A lot of eating, a lot of talking, a lot of listening. A lot of walking, a lot of hugs, a lot of love.
And now it's over. There will be another meeting next quarter, and our second manager meeting of 2024 later in the year.
So, understandably, I'm feeling a little melancholy.
Good boys! |
You know, as one does. I know these blues are of the short-term variety, and that I'm going to be basically OK in no time. But I have a bunch of driving to do on Saturday (and again Tuesday AM), so that is bearing down on me like a ton of bricks.
Basically, I'm headed to Atlanta to take Mom to go to her pulmonologist appointment. We'll make some cookies to send my sister for her birthday, and I have been give some requests from my sister to handle a few administrative tasks. Which is fine, but means I won't have an actual weekend like the sort that would be useful to prepare my home for another week. You know - laundry, housework, groceries.

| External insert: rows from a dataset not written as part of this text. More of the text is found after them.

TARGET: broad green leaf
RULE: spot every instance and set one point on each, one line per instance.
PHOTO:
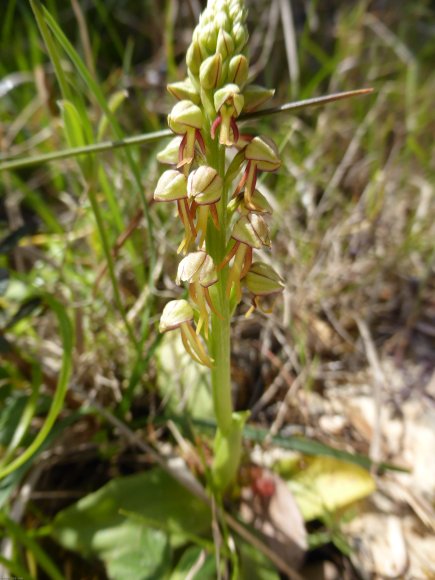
(142, 555)
(97, 525)
(327, 485)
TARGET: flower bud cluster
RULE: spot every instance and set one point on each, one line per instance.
(210, 100)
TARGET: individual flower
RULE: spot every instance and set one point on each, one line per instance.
(204, 190)
(179, 314)
(228, 103)
(199, 271)
(250, 232)
(262, 281)
(186, 119)
(262, 155)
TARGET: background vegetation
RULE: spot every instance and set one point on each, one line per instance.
(87, 261)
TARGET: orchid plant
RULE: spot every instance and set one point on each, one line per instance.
(213, 184)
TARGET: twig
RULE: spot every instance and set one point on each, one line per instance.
(290, 44)
(378, 381)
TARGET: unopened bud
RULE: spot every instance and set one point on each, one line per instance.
(225, 44)
(194, 57)
(171, 186)
(229, 95)
(240, 35)
(238, 70)
(256, 96)
(184, 115)
(184, 90)
(210, 72)
(208, 37)
(175, 313)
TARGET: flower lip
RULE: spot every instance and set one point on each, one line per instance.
(184, 90)
(251, 229)
(197, 267)
(175, 313)
(263, 152)
(204, 185)
(171, 186)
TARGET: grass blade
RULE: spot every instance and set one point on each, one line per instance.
(67, 337)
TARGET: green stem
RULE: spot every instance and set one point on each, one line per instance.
(228, 439)
(219, 342)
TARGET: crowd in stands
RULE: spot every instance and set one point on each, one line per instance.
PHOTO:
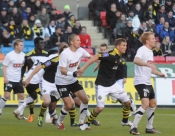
(130, 18)
(28, 19)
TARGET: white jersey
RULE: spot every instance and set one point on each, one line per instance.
(37, 77)
(14, 62)
(143, 73)
(70, 60)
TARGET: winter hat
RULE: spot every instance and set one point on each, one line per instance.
(66, 7)
(37, 21)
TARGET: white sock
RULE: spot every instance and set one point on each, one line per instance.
(63, 114)
(88, 113)
(2, 104)
(138, 116)
(150, 117)
(83, 112)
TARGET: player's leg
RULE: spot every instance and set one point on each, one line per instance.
(101, 93)
(7, 90)
(150, 113)
(144, 96)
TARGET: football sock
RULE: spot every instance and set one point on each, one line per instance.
(31, 106)
(42, 110)
(92, 116)
(150, 117)
(72, 113)
(2, 103)
(138, 116)
(20, 102)
(126, 112)
(83, 112)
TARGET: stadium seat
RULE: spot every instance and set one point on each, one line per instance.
(159, 59)
(2, 56)
(170, 59)
(6, 50)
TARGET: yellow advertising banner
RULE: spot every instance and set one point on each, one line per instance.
(89, 87)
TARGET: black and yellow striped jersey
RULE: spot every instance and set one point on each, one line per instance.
(108, 66)
(50, 68)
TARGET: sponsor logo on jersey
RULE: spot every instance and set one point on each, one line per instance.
(73, 64)
(17, 65)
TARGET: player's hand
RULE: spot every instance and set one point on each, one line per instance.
(124, 81)
(162, 75)
(6, 80)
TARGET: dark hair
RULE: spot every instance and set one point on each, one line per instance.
(104, 45)
(37, 39)
(119, 41)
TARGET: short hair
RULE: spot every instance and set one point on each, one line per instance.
(119, 41)
(37, 39)
(17, 41)
(71, 37)
(62, 46)
(104, 45)
(145, 36)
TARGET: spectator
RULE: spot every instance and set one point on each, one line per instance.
(110, 14)
(166, 31)
(85, 38)
(38, 29)
(170, 19)
(49, 30)
(27, 13)
(157, 51)
(13, 30)
(149, 13)
(151, 26)
(70, 21)
(16, 16)
(37, 7)
(22, 7)
(160, 25)
(143, 28)
(26, 31)
(66, 11)
(43, 17)
(53, 15)
(45, 4)
(167, 46)
(56, 38)
(77, 27)
(3, 15)
(120, 27)
(61, 22)
(161, 12)
(31, 20)
(67, 33)
(6, 39)
(168, 5)
(138, 11)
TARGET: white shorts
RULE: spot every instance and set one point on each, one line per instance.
(49, 88)
(115, 91)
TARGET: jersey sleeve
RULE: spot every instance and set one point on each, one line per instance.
(6, 60)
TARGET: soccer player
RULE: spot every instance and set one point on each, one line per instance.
(144, 67)
(32, 88)
(12, 74)
(106, 81)
(66, 79)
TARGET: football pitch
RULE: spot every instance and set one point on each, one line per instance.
(110, 120)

I want to carve out something for just myself - to reward for the work I have done and will do. But I don't know what that's going to be. I kind of wish I had the time and money to get a full spa day - but maybe this fall. For now, I need something more like a new lipstick or some costume jewelry. So, there is that. If you have suggestions, bring them to me. I'm up for something fun.
The robins have not returned to their nest for a second brood, but the makings of a new nest have appeared at the other end of the deck. I am trying to be subtle in my investigations. But I am not a subtle person.
And that's about it, really. Just work, good times, trying times, and keep trying. That's the formula for now.